Le Conseil de l’Union européenne a arrêté, mercredi 29 juin, un accord politique partiel sur la proposition visant à créer l’AMLA, la future autorité européenne de lutte contre le blanchiment de capitaux.
Cette autorité doit renforcer l'efficacité du fonctionnement du cadre de l'UE en matière de lutte contre le blanchiment de capitaux et le financement du terrorisme.
Compte tenu de la nature transfrontière de la criminalité, la nouvelle autorité contribuera notamment à l'harmonisation et à la coordination des pratiques de surveillance dans les secteurs financier et non financier, à la supervision directe des entités financières à haut risque et transfrontières ainsi qu'à la coordination des cellules nationales de renseignement financier.
Dans sa position, le Conseil confère à l'autorité les pouvoirs lui permettant de surveiller directement certains types d'établissements financiers et de crédit, y compris les prestataires de services sur cryptoactifs, s'ils sont considérés comme risqués.

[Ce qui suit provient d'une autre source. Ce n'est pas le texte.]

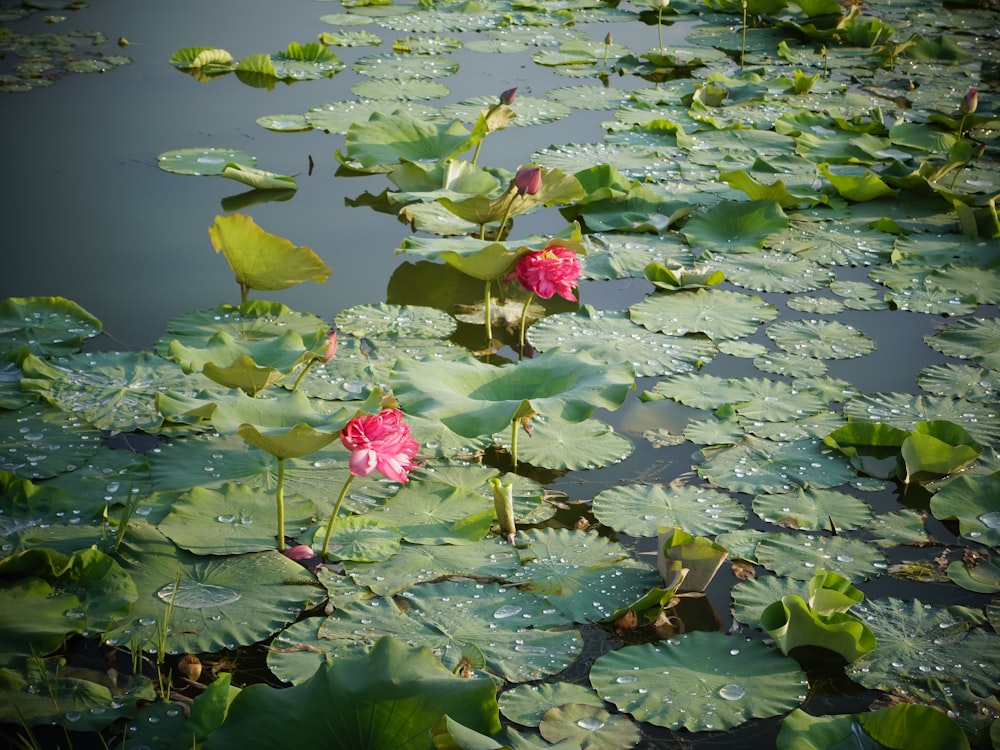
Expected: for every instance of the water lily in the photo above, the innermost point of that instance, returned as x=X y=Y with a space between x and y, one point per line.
x=377 y=442
x=547 y=272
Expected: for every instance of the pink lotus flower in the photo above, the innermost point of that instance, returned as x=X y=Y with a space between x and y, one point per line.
x=553 y=270
x=380 y=442
x=331 y=346
x=528 y=181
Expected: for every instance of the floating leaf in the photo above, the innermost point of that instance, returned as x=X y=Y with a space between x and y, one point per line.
x=203 y=161
x=262 y=260
x=718 y=314
x=475 y=399
x=699 y=681
x=388 y=699
x=640 y=510
x=44 y=326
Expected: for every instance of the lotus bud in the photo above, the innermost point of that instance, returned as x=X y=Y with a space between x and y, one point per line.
x=528 y=181
x=503 y=501
x=331 y=345
x=970 y=101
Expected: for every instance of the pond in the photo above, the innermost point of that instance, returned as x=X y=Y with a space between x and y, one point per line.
x=787 y=309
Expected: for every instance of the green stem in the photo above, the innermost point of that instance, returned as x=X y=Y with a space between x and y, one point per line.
x=279 y=495
x=659 y=28
x=524 y=320
x=513 y=444
x=336 y=510
x=488 y=312
x=302 y=374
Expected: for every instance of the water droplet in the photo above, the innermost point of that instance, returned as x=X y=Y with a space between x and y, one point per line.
x=732 y=692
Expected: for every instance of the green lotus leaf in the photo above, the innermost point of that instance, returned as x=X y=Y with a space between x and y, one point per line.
x=203 y=161
x=245 y=325
x=38 y=441
x=209 y=60
x=526 y=704
x=700 y=681
x=905 y=725
x=918 y=643
x=586 y=578
x=485 y=259
x=191 y=604
x=44 y=326
x=591 y=726
x=675 y=278
x=81 y=698
x=420 y=563
x=430 y=513
x=612 y=335
x=387 y=139
x=792 y=622
x=360 y=539
x=981 y=576
x=388 y=698
x=719 y=314
x=639 y=510
x=262 y=260
x=83 y=593
x=481 y=627
x=977 y=339
x=972 y=501
x=230 y=520
x=813 y=509
x=472 y=398
x=300 y=440
x=801 y=555
x=111 y=390
x=258 y=178
x=765 y=466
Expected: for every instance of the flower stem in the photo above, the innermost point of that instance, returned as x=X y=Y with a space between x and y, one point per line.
x=513 y=443
x=279 y=495
x=488 y=312
x=302 y=374
x=336 y=510
x=524 y=320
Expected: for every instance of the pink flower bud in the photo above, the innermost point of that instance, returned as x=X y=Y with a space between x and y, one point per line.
x=553 y=270
x=970 y=101
x=528 y=181
x=380 y=442
x=331 y=346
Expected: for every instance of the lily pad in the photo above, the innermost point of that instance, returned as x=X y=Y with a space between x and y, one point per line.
x=188 y=604
x=203 y=161
x=640 y=510
x=44 y=326
x=699 y=681
x=813 y=510
x=475 y=399
x=614 y=335
x=230 y=520
x=718 y=314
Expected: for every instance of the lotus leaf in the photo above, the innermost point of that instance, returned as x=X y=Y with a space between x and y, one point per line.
x=262 y=260
x=44 y=326
x=972 y=500
x=475 y=399
x=717 y=313
x=699 y=681
x=639 y=510
x=388 y=698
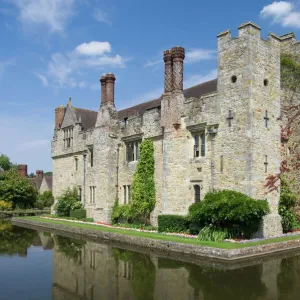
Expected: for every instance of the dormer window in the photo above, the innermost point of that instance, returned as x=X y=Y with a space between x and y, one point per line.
x=68 y=137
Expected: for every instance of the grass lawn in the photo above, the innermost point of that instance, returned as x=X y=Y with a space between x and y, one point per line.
x=164 y=237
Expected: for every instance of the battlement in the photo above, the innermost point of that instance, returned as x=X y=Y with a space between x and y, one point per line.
x=247 y=30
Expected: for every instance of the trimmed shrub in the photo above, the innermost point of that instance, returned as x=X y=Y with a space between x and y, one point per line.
x=172 y=223
x=39 y=204
x=78 y=213
x=236 y=212
x=287 y=205
x=67 y=201
x=5 y=205
x=121 y=213
x=214 y=234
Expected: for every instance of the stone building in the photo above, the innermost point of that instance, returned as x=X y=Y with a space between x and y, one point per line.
x=221 y=134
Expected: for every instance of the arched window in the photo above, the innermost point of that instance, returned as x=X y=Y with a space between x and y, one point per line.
x=197 y=193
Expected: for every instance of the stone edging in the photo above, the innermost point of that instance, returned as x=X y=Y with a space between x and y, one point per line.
x=196 y=250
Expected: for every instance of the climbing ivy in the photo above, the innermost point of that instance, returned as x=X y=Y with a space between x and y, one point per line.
x=143 y=186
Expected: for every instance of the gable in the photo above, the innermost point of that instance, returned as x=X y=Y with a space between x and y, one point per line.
x=69 y=118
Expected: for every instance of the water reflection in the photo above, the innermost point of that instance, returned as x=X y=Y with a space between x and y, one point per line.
x=90 y=271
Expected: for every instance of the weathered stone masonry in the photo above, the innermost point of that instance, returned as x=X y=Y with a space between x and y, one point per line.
x=222 y=134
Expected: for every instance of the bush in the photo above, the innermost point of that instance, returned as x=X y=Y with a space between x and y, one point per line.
x=47 y=198
x=172 y=223
x=237 y=212
x=214 y=234
x=5 y=205
x=17 y=189
x=67 y=201
x=121 y=213
x=78 y=213
x=39 y=204
x=286 y=207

Cet ajout du Conseil à la proposition initiale de la Commission intervient alors que les négociations interinstitutionnelles sur le règlement ‘MiCA’, encadrant les cryptoactifs (EUROPE 12963/2), et la révision de la directive sur les transferts de fonds pour y inclure les cryptoactifs étaient en cours. Un accord sur le deuxième texte a d'ailleurs été annoncé mercredi soir.
Le Conseil charge également l'autorité de surveiller jusqu'à 40 groupes et entités — au moins lors de la première procédure de sélection — et d'assurer une couverture complète du marché intérieur sous sa supervision. Davantage de pouvoirs sont également conférés au conseil général en matière de gouvernance de l'AMLA.

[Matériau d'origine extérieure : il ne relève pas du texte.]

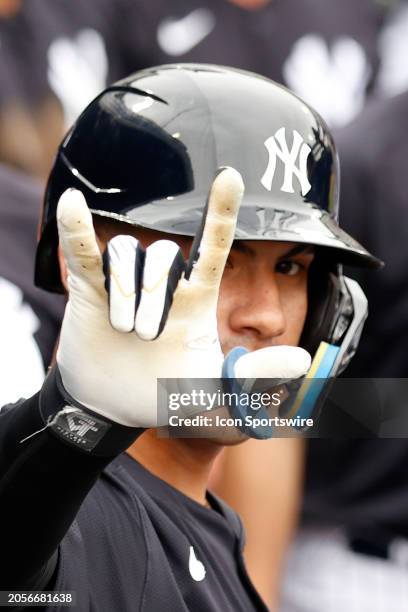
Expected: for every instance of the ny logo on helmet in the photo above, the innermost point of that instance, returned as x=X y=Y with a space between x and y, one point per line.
x=277 y=146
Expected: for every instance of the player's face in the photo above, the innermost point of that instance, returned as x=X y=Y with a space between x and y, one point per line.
x=263 y=294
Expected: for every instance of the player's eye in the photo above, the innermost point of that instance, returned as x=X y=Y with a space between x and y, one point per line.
x=288 y=267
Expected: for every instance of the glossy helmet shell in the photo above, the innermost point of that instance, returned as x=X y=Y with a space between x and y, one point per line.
x=146 y=150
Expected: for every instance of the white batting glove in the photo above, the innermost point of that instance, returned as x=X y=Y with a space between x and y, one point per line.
x=158 y=319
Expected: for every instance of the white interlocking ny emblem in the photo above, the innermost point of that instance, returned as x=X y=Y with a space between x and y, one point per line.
x=277 y=147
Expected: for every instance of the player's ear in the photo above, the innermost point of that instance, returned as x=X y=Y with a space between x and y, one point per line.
x=63 y=269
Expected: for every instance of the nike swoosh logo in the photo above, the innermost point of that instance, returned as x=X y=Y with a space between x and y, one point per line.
x=178 y=36
x=196 y=568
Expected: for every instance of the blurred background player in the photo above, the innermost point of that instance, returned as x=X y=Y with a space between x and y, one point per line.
x=29 y=318
x=56 y=55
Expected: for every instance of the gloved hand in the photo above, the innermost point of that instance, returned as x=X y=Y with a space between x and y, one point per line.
x=158 y=319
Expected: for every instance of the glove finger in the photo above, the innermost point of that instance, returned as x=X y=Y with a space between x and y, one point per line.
x=164 y=264
x=123 y=262
x=78 y=240
x=273 y=362
x=213 y=242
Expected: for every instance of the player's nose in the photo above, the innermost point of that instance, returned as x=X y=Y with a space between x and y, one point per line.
x=258 y=316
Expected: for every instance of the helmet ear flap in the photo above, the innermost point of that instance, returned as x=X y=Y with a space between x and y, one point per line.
x=323 y=300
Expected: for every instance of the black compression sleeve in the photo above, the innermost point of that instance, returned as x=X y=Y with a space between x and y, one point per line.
x=43 y=481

La position du Conseil est partielle car une décision n'a pas encore été prise sur le siège de la future autorité. Lors du Conseil Écofin de juin, plusieurs États membres avaient signalé leur volonté d’accueillir l’AMLA, notamment le Luxembourg et l’Allemagne (EUROPE 12975/17).
Du côté du Parlement, les rapporteurs du texte, Luis Garicano (Renew Europe, espagnol) et Emil Radev (PPE, bulgare), souhaitent établir des critères importants pour déterminer le futur siège de l’AMLA, afin de garantir l’objectivité (EUROPE 12972/23).
Le Parlement doit encore arrêter sa position.